Tim’s slides can be downloaded here as a powerpoint file.

This talk was followed by a presentation from Neil Urquhart, who described recent work in using GIS such as Google Maps or Open Street Map with VRPs, accounting for real road-network layouts rather than using proxy measures such as Euclidean distance. With the increasing availability of such tools, combining proper mapping with real problem descriptions as outlined by Tim surely has the potential to close some of the gap between academic VRP research and the real-world.

Tim Pigden’s talk was nicely complemented by a talk from Bogdan Filipic from the Franz Josef Institute, Slovenia, who shared experiences of working within industry in two specific cases; tuning the process parameters for casting of steel, and scheduling interruptions in a car factory to minimise energy costs. Bogdan concluded with a number of tips for those embarking on a joint work with industrial partners that will be of benefit to many people.

Also relating to real-world applications, Dr Gabriela Ochoa discussed some exciting opportunities for applying optimisation research to the software-engineering domain, outlining new research in finding and fixing bugs in software. She also described a recent research initiative Dynamic Adaptive Automated Software Engineering (DAASE), whose goal is to embed optimisation into deployed software to create self-optimising adaptive systems – definitely a real-word application for optimisation researchers to get their teeth into!

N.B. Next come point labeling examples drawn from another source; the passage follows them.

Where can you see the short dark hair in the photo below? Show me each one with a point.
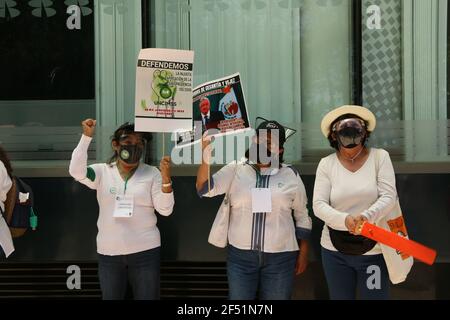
(333, 143)
(127, 128)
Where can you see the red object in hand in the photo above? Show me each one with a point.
(402, 244)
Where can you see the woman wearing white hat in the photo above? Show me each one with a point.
(350, 188)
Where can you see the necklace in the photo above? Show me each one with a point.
(353, 159)
(129, 173)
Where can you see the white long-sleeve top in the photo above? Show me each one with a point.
(122, 236)
(276, 231)
(5, 234)
(339, 192)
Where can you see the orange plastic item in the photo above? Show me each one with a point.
(402, 244)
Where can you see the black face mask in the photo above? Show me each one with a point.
(130, 153)
(263, 154)
(350, 138)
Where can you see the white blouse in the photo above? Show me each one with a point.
(339, 192)
(5, 234)
(122, 236)
(275, 231)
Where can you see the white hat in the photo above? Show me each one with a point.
(361, 112)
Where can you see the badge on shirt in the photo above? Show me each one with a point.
(124, 206)
(261, 200)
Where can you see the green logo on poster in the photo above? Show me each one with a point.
(163, 94)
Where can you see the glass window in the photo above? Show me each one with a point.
(47, 77)
(293, 56)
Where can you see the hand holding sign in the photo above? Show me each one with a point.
(88, 126)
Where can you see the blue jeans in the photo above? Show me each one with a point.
(141, 269)
(345, 274)
(271, 273)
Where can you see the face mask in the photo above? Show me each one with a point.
(350, 138)
(130, 153)
(259, 153)
(350, 133)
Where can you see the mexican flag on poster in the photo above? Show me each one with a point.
(164, 90)
(218, 107)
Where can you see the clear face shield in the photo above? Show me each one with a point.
(350, 133)
(132, 148)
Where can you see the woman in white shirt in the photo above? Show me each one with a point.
(128, 193)
(348, 191)
(263, 251)
(6, 244)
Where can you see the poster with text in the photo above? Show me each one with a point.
(164, 90)
(218, 107)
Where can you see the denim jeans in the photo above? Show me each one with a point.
(270, 273)
(140, 269)
(346, 274)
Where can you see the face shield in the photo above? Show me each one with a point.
(131, 148)
(350, 133)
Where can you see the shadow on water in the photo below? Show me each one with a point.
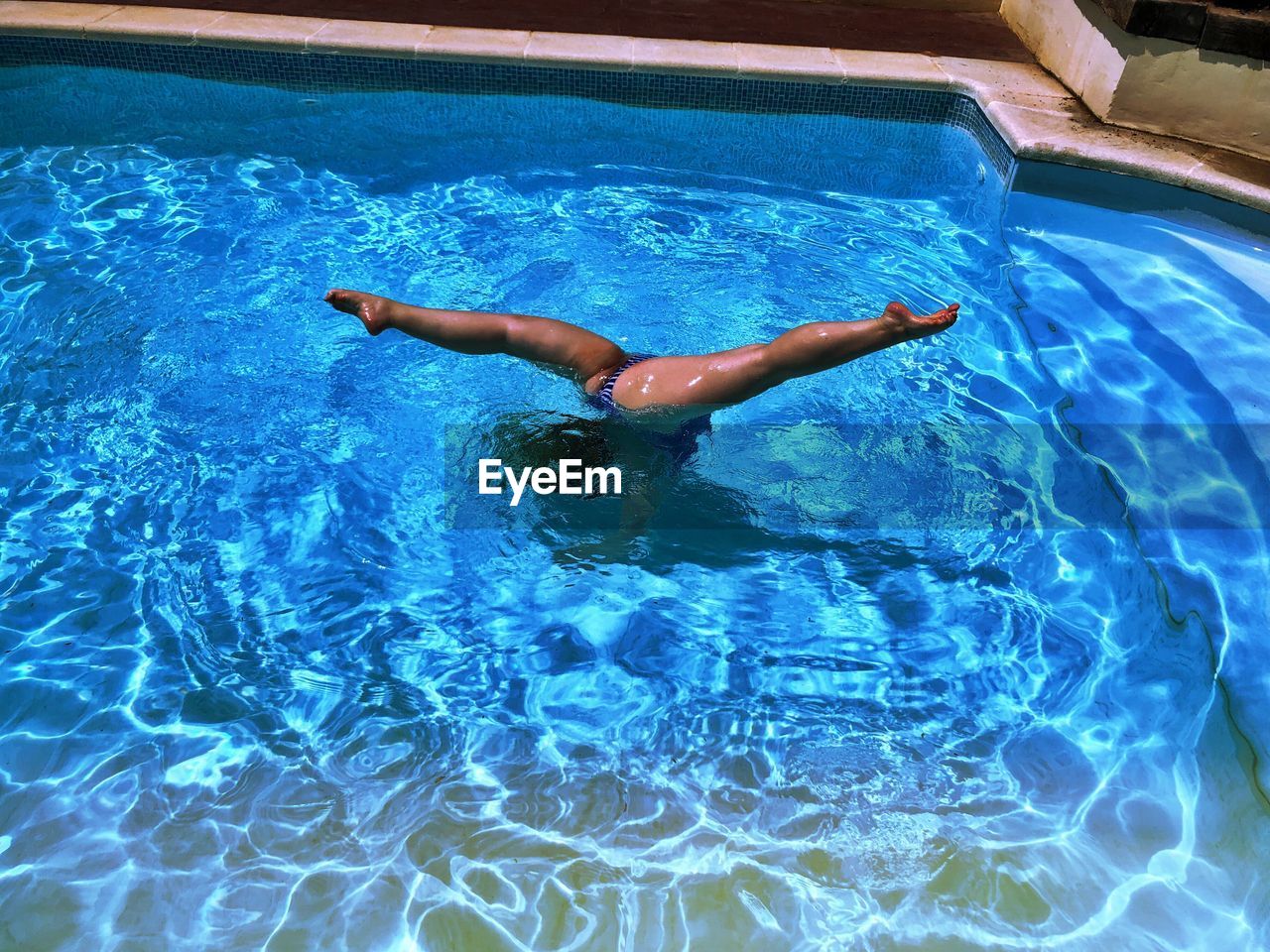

Finally, Ioannis Giagkiozis from the University of Sheffield presented Liger – an open source integrated optimization environment which is designed to be extensible and have a smooth learning curve so that it can be used by the non-expert in industry, thus addressing a current problem that many software packages designed to solve real-world problems are commercial or closed-source. The framework provides a number of
fully configurable algorithms, the facility to create new algorithms and a visual exploration tool – essential for decision makers. Making tools such as Liger available will hopefully help address one of the current problems for industry, i.e. that adopting novel technologies often requires expensive and hard-to-find access to an academic expert.

Problem Understanding
The morning’s workshop focusing on aspects of real-world problems was nicely complemented by the afternoon’s discussions, which examined current methods of understanding problem landscapes. Although this research uses benchmark problems to gain some theoretical understanding into what makes certain landscapes difficult for optimisation algorithms, this kind of research is crucial in developing our understanding of when and where algorithms work. By combining this knowledge with an improved understanding of the nature of real-world problems, it should indeed to possible to make inroads into ‘bridging the gap’ between real-world and academic problems.